Preference Learners that focus on games have been around for a little over a decade and they have made use of a number of different machine learning algorithms. Throughout this time neuroevolution has also been employed to help to improve the performance of these algorithms. This is evident from some of the earlier papers on preference learning, to some of the more recent ones. Architecture Search is a derivation of neuroevolution that directly alters the architecture of the neural network. It has seen several advancements throughout the years which have helped to improve its efficacy. The aim of this project is to apply Architecture Search to preference learning models and then to compare the resulting models to those from another study. The objectives for this project are: modifying a pre-existing dataset to be used for training, implementing the search space, exploration strategy, and evaluator for Evolutionary Neural Architecture Search, identifying the best models, and then comparing them to those from a similar study to determine the effectiveness of the new models.

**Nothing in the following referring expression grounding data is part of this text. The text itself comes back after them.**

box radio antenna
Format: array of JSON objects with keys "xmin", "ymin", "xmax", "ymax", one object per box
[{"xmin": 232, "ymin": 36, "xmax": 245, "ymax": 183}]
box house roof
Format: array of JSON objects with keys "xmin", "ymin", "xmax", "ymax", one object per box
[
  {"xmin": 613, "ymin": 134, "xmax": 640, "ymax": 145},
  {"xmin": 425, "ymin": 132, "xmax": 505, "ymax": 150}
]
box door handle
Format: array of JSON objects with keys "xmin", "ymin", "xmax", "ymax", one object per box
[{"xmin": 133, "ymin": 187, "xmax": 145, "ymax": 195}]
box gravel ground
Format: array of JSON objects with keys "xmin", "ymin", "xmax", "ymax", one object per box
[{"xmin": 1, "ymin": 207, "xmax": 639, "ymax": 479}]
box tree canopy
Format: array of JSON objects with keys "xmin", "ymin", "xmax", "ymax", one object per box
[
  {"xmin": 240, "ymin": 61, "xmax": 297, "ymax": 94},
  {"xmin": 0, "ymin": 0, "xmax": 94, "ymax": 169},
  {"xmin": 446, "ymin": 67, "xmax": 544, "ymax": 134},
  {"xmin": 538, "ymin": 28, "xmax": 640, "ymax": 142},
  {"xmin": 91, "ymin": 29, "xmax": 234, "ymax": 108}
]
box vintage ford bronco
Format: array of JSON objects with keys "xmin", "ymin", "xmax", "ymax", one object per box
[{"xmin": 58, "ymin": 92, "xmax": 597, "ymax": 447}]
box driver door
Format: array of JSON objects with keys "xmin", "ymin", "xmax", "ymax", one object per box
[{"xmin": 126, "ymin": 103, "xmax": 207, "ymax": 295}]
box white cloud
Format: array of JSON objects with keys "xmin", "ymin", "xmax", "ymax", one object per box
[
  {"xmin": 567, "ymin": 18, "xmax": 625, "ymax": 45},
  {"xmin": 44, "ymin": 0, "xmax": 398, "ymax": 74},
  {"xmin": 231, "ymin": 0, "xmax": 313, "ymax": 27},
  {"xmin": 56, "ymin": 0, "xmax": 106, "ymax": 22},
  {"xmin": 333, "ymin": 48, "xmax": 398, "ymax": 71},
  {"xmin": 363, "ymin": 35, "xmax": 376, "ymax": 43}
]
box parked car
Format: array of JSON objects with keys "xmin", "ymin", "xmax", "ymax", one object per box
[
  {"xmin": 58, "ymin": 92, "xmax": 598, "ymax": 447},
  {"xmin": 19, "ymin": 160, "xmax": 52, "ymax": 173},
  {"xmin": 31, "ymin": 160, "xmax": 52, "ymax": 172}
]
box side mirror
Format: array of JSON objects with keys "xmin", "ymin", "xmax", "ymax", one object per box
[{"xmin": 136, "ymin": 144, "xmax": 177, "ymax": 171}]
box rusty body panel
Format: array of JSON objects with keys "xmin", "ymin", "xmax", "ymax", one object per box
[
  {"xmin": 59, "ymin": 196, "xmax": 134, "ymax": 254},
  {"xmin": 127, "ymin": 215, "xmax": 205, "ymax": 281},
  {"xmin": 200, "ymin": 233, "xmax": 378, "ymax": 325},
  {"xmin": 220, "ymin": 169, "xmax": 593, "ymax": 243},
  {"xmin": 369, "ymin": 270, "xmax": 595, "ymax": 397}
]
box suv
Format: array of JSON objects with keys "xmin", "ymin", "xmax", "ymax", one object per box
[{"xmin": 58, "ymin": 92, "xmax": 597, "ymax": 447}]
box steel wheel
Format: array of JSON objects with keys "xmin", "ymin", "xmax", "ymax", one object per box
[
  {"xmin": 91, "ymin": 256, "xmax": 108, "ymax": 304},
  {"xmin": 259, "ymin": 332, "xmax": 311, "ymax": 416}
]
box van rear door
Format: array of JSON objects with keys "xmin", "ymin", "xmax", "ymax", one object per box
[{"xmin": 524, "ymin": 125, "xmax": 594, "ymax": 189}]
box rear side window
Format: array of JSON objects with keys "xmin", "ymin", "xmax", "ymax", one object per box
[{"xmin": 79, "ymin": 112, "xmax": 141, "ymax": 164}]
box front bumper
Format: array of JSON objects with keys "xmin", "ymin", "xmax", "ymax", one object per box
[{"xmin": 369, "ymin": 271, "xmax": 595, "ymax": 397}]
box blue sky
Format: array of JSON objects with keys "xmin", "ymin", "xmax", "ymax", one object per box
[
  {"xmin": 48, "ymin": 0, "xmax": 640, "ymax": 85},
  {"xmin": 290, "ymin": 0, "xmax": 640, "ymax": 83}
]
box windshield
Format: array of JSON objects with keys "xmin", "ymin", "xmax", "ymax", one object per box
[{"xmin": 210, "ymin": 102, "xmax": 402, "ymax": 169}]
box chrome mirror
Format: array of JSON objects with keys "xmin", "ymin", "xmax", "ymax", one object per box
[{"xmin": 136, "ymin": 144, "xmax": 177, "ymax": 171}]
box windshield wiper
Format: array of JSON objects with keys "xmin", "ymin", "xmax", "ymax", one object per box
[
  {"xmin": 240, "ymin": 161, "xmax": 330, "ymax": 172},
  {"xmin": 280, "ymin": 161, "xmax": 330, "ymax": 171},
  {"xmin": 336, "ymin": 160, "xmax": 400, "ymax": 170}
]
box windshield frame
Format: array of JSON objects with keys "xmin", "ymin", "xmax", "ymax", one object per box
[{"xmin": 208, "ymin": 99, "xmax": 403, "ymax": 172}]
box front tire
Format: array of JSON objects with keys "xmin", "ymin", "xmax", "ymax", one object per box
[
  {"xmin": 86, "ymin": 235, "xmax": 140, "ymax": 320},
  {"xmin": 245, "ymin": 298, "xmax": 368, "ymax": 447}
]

The custom dataset was created by extracting the images from the gameplay videos contained within the dataset and then by storing them in a custom dataset class. Subsequently, these were placed into data loaders and used to train the models. Evolutionary Neural Architecture Search was implemented through the use of NNI. It was employed to define the search space in the form of the model class with the list of allowed mutations. It was also used to define the exploration strategy which utilised the Regularized Evolution algorithm and the evaluator which contained the train and test methods. Afterwards, the models were trained through a series of NNI experiments, with models being created for each game using different parameter values. The data extracted from the models indicates that they generally perform better than those from the study being used for comparison purposes. The best models were established by identifying the models which had the highest values from a list of evaluation metrics which were collected during the test method. The new models were compared to those from the other study and it was found that the new models perform better in terms of the average accuracy scores achieved, but are less consistent in their training progress.